I'm starting my memoirs writing class tomorrow. Here's something I wrote for my students to read --
When I was a child, my parents would take my younger brother and me on picnics three or four times a summer. Most of the time, we’d go to a state park somewhere in New York State’s Mohawk Valley, where we lived.
We’d drive around the picnic area until we found a site with not too much sun or shade. After my father parked the car as near as possible, my mother would put a vinyl tablecloth on the picnic table and wipe off the attached benches before bringing out the frying pan, hamburger buns, pickles, potato chips, cookies, plastic forks and cups, paper dishes and napkins. Meanwhile, my father would be emptying the metal chest filled with ice cubes, hamburger patties, potato salad, tomatoes, and bottles of Pepsi and Utica Club beer. Finally, he’d return to the car, lug the Coleman stove out of the trunk, set it up at one end of the picnic table, and pump the tank – was it propane or gasoline? – to get the burners working.
My mother would fry the hamburgers while Jim and I ate potato chips and flicked ants off the table. After we ate, we kids had to wait an hour before we could go swimming, so while my mother cleaned up, my father would take us for a walk to look at the stone steps leading to the lakefront. He would always tell us the same story about how he used to build steps just like these in various parks throughout the South when he was in the Civilian Conservation Corps as a teenager. Finally, we’d walk back to our picnic table.
My father would stay behind, reading that morning’s Sunday newspaper, while my mother walked us to the lake. Both my brother and I wore our swimsuits under our shorts and shirts, because we didn’t like to go into the bathhouse to change. Swimming – or, more accurately, splashing around – was never as much fun as I had anticipated, because we didn’t know any of the other kids. But at least we knew our mother was sitting on the sand, watching out for us. After a couple of hours and a signal from our mother, we’d trudge up to the sour-smelling bathhouses. The women’s bathhouse was always filled with teenaged girls who laughed too loudly and crying babies who were overtired, so I changed in a hurry and left to find my brother and mother, who would be waiting outside.

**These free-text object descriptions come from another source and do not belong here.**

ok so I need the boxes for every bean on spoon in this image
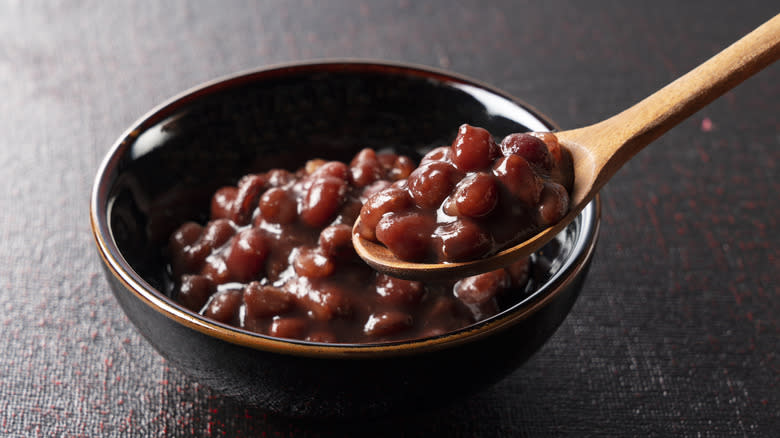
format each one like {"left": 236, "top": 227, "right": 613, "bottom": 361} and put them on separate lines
{"left": 353, "top": 13, "right": 780, "bottom": 281}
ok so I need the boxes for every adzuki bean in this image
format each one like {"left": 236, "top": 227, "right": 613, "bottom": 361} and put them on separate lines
{"left": 167, "top": 131, "right": 562, "bottom": 343}
{"left": 358, "top": 124, "right": 573, "bottom": 262}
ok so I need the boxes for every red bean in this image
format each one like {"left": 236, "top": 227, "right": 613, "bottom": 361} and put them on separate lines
{"left": 537, "top": 182, "right": 570, "bottom": 226}
{"left": 493, "top": 154, "right": 543, "bottom": 205}
{"left": 389, "top": 155, "right": 415, "bottom": 180}
{"left": 453, "top": 172, "right": 499, "bottom": 218}
{"left": 293, "top": 247, "right": 335, "bottom": 278}
{"left": 169, "top": 222, "right": 203, "bottom": 258}
{"left": 420, "top": 146, "right": 452, "bottom": 164}
{"left": 176, "top": 274, "right": 214, "bottom": 312}
{"left": 549, "top": 144, "right": 574, "bottom": 191}
{"left": 259, "top": 187, "right": 298, "bottom": 224}
{"left": 264, "top": 250, "right": 291, "bottom": 282}
{"left": 505, "top": 257, "right": 531, "bottom": 288}
{"left": 204, "top": 288, "right": 242, "bottom": 323}
{"left": 173, "top": 242, "right": 210, "bottom": 273}
{"left": 529, "top": 132, "right": 562, "bottom": 163}
{"left": 200, "top": 219, "right": 236, "bottom": 251}
{"left": 300, "top": 176, "right": 347, "bottom": 228}
{"left": 301, "top": 283, "right": 352, "bottom": 320}
{"left": 231, "top": 174, "right": 265, "bottom": 225}
{"left": 318, "top": 224, "right": 353, "bottom": 257}
{"left": 224, "top": 228, "right": 268, "bottom": 282}
{"left": 351, "top": 161, "right": 383, "bottom": 187}
{"left": 375, "top": 274, "right": 425, "bottom": 307}
{"left": 304, "top": 159, "right": 327, "bottom": 174}
{"left": 169, "top": 223, "right": 209, "bottom": 275}
{"left": 424, "top": 296, "right": 472, "bottom": 329}
{"left": 332, "top": 199, "right": 363, "bottom": 225}
{"left": 454, "top": 269, "right": 510, "bottom": 305}
{"left": 265, "top": 169, "right": 294, "bottom": 187}
{"left": 350, "top": 148, "right": 378, "bottom": 166}
{"left": 349, "top": 148, "right": 383, "bottom": 187}
{"left": 377, "top": 152, "right": 398, "bottom": 169}
{"left": 463, "top": 299, "right": 500, "bottom": 321}
{"left": 432, "top": 218, "right": 492, "bottom": 262}
{"left": 360, "top": 180, "right": 392, "bottom": 202}
{"left": 451, "top": 124, "right": 499, "bottom": 171}
{"left": 337, "top": 199, "right": 363, "bottom": 225}
{"left": 269, "top": 317, "right": 309, "bottom": 340}
{"left": 311, "top": 161, "right": 349, "bottom": 181}
{"left": 243, "top": 282, "right": 294, "bottom": 318}
{"left": 375, "top": 212, "right": 435, "bottom": 262}
{"left": 391, "top": 179, "right": 408, "bottom": 190}
{"left": 500, "top": 133, "right": 553, "bottom": 171}
{"left": 441, "top": 196, "right": 459, "bottom": 217}
{"left": 357, "top": 187, "right": 413, "bottom": 241}
{"left": 210, "top": 187, "right": 237, "bottom": 220}
{"left": 201, "top": 255, "right": 230, "bottom": 285}
{"left": 363, "top": 311, "right": 413, "bottom": 337}
{"left": 241, "top": 313, "right": 266, "bottom": 334}
{"left": 407, "top": 161, "right": 461, "bottom": 209}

After we moved to the suburbs, my family stopped going on picnics. My brother listened to ball games on the radio, I played tennis behind the junior high school, and my parents – well, I don’t remember what they did because I was busy doing teenaged things with my friends. I began to drift away from my family, and after being away at college for four years, I took a teaching job in another part of the state.
Now, decades later, I have begun to see some things more clearly.
One thing I now realize is that those picnics were a lot of work. When Jim and I were kids, both my parents worked fulltime jobs -- my father for the local gas and electric company, my mother at a General Electric factory. On Saturdays, my mother cleaned our apartment, and my father repaired whatever needed fixing. But it never occurred to my brother and me that those picnics took much preparation time on Saturday – making the hamburger patties and potato salad, getting the Coleman stove and ice chest from wherever they were stored.
I remember my mother swimming with us only once or twice. Most of the time, she just sat on the beach watching us. And I suspect my father never joined us there because he had never learned to swim. Growing up on a hardscrabble farm with a hard-drinking father and a mother who eventually got fed up and left the farm, my father probably had never seen a lake or swimming hole until he joined the CCC and went south to help create state parks.
Did my parents enjoy those Sunday outings as much as we did, or did they take time away from their one day of leisure just for us? Oh, how I wish I had remembered to thank my parents for those picnics while they were still alive.